Scientists are researching a special diet for cows that could help to reduce the amount of damaging greenhouse gases they burp into the atmosphere every day.
Farmers at Lansdowne Valley Farm near Christchurch have already cracked onto something, feeding their cows seaweed.
The dried out extract is left out by farmer Roger Beattie, in a ploy that could be helping to save the planet.
"There's been a number of studies done on methane, and they seem to be pointing in the same direction; you feed some kelp and it has a methane mitigation benefit," he says.
Currently, researchers from UC Davis University in California are trying to decipher if it does in fact make cows less gassy.
They're claiming the diet has the potential to dramatically reduce the amount of methane cows burp into the atmosphere.
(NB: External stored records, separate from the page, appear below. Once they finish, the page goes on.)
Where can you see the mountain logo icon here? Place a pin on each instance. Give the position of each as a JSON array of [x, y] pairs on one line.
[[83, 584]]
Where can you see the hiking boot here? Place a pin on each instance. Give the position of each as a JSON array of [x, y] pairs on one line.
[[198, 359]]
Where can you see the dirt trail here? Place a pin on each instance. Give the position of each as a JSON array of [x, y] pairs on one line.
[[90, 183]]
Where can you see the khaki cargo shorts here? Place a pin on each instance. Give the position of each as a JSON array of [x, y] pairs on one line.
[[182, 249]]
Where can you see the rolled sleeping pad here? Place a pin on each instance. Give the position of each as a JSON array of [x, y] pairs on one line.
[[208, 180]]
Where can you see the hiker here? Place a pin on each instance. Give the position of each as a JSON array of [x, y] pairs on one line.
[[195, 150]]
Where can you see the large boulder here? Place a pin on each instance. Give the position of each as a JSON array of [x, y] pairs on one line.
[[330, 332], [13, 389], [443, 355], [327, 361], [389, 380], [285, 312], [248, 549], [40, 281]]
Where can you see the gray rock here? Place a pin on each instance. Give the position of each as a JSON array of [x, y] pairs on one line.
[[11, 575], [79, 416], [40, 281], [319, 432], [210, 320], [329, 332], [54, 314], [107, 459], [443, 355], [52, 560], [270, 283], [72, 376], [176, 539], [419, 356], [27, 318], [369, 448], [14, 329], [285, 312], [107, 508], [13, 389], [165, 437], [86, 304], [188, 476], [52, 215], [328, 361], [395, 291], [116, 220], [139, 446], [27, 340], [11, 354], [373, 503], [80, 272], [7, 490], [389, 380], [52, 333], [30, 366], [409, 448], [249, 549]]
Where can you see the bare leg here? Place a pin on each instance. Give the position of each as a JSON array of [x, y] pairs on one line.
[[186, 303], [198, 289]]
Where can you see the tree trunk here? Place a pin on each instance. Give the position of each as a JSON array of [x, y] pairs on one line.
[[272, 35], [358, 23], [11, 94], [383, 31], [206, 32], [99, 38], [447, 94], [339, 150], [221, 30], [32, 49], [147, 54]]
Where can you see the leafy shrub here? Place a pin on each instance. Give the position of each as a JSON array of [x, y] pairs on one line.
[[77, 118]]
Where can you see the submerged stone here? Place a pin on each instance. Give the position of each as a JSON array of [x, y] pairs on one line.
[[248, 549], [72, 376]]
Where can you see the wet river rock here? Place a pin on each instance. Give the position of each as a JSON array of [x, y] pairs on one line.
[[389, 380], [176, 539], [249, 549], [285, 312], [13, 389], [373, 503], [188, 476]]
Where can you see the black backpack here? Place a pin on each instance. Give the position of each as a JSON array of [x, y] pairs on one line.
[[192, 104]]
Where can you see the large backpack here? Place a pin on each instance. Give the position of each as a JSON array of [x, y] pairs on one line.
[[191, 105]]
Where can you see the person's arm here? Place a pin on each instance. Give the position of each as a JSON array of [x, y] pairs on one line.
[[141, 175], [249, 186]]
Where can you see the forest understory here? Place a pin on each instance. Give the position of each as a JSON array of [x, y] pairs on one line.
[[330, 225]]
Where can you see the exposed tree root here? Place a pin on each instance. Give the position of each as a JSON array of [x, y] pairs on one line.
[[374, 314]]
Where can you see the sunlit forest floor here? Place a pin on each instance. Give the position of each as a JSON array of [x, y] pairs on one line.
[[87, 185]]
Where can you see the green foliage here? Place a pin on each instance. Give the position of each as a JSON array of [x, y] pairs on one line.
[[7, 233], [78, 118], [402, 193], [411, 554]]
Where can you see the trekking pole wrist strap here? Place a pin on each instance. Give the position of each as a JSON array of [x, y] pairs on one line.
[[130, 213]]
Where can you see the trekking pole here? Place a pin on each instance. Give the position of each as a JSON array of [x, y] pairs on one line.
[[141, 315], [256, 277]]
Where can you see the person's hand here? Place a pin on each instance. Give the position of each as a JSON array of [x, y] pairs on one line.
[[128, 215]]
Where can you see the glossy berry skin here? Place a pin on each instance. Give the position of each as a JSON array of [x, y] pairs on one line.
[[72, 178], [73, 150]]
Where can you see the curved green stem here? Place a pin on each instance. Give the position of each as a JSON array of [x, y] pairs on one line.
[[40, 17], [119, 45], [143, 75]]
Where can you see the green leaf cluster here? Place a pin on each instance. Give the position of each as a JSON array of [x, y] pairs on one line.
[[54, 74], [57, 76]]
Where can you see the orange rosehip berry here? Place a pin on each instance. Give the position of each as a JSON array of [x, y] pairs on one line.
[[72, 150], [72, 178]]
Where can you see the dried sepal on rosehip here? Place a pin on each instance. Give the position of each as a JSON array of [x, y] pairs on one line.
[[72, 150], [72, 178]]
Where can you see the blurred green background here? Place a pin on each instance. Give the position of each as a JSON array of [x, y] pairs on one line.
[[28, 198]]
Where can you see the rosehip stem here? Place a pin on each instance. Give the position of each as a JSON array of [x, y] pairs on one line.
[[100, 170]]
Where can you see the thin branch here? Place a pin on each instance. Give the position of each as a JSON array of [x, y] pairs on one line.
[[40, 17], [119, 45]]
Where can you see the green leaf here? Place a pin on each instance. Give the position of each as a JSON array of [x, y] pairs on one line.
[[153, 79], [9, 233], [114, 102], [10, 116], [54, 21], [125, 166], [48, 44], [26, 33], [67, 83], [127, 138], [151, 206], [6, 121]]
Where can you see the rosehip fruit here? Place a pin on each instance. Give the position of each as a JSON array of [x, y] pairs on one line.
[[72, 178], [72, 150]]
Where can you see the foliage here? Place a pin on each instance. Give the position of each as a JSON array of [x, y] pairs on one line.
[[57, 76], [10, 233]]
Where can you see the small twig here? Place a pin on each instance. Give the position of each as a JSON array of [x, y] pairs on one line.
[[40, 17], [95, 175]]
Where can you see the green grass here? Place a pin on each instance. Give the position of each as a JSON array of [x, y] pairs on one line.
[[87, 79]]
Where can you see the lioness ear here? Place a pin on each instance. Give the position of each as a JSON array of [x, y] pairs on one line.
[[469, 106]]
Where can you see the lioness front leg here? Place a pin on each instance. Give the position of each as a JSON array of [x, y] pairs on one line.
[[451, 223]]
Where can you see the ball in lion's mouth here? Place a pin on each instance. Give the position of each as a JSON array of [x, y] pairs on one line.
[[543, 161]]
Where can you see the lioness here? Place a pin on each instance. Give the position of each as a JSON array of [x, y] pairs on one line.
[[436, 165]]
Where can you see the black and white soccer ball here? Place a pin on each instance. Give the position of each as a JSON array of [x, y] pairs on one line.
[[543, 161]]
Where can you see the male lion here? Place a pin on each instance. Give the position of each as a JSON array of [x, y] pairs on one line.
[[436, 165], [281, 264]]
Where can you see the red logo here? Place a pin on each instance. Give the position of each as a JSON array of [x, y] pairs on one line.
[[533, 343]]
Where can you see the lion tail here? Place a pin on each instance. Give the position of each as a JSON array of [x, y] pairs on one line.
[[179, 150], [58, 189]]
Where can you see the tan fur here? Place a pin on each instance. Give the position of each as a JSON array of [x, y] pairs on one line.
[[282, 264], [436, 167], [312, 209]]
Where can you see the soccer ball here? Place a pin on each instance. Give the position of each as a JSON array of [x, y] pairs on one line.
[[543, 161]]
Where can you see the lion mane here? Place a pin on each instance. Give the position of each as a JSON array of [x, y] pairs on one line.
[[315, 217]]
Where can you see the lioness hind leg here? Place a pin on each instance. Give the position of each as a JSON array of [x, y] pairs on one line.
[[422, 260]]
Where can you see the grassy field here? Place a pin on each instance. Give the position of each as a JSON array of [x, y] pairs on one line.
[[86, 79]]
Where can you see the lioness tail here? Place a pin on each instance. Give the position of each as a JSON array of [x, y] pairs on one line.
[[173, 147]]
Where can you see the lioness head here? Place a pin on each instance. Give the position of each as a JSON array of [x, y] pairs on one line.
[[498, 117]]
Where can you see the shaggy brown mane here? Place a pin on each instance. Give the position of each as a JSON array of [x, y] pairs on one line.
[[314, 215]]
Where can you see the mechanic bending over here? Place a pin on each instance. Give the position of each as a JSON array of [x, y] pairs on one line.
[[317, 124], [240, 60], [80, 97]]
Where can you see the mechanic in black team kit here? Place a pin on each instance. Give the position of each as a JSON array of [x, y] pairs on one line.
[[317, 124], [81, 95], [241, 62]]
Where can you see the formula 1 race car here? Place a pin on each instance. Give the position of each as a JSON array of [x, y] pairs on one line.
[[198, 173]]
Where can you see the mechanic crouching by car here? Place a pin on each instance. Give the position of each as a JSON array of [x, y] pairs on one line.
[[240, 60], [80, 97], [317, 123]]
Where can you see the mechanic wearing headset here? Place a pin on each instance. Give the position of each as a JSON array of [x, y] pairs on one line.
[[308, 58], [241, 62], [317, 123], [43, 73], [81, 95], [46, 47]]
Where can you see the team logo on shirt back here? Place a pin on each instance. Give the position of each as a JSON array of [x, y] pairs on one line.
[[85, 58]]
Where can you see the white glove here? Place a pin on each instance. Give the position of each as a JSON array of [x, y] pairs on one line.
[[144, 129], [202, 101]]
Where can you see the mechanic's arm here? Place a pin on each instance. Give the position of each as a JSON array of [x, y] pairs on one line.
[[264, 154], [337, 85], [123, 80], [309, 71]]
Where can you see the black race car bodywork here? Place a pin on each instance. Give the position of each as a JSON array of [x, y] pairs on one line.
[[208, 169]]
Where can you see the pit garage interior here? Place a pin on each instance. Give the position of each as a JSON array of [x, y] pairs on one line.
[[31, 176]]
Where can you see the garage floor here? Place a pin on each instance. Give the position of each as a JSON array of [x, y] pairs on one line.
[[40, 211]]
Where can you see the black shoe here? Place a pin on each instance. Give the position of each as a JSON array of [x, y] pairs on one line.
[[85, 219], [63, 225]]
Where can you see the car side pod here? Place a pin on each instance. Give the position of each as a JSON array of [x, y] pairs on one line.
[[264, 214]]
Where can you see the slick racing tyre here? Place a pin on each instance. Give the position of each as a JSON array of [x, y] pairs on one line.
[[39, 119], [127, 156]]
But Mr Beattie has been harvesting seaweed or kelp commercially off the coast of Akaroa for the past eight years.
His small team, including marine biologist Peter Randrup, harvest 500 tonnes every year by hand.
According to Mr Randrup, seaweed's reproductive organs are at the bottom - so when harvested, you can simply cut the top and then it all regrows.
Seaweed is one of the most sustainable ecosystems on earth, and that's because it grows so fast - in fact, if grass grew as fast as seaweed does, you'd have to mow it seven times a day.
The seaweed harvested by Beattie and his team is then dried out and sold to dairy farmers, under the brand Zelp.
Mr Beattie has been feeding it to his cattle for years, and while he doesn't test for methane, he says you can see the change.
"The kelp is just one of those things - if you've got an animal that's in a poorer condition, you give them kelp, and very shortly afterwards, they pick up in condition," he says.
While the science is still underway, seaweed could be the pill that helps New Zealand rein in its big methane problem.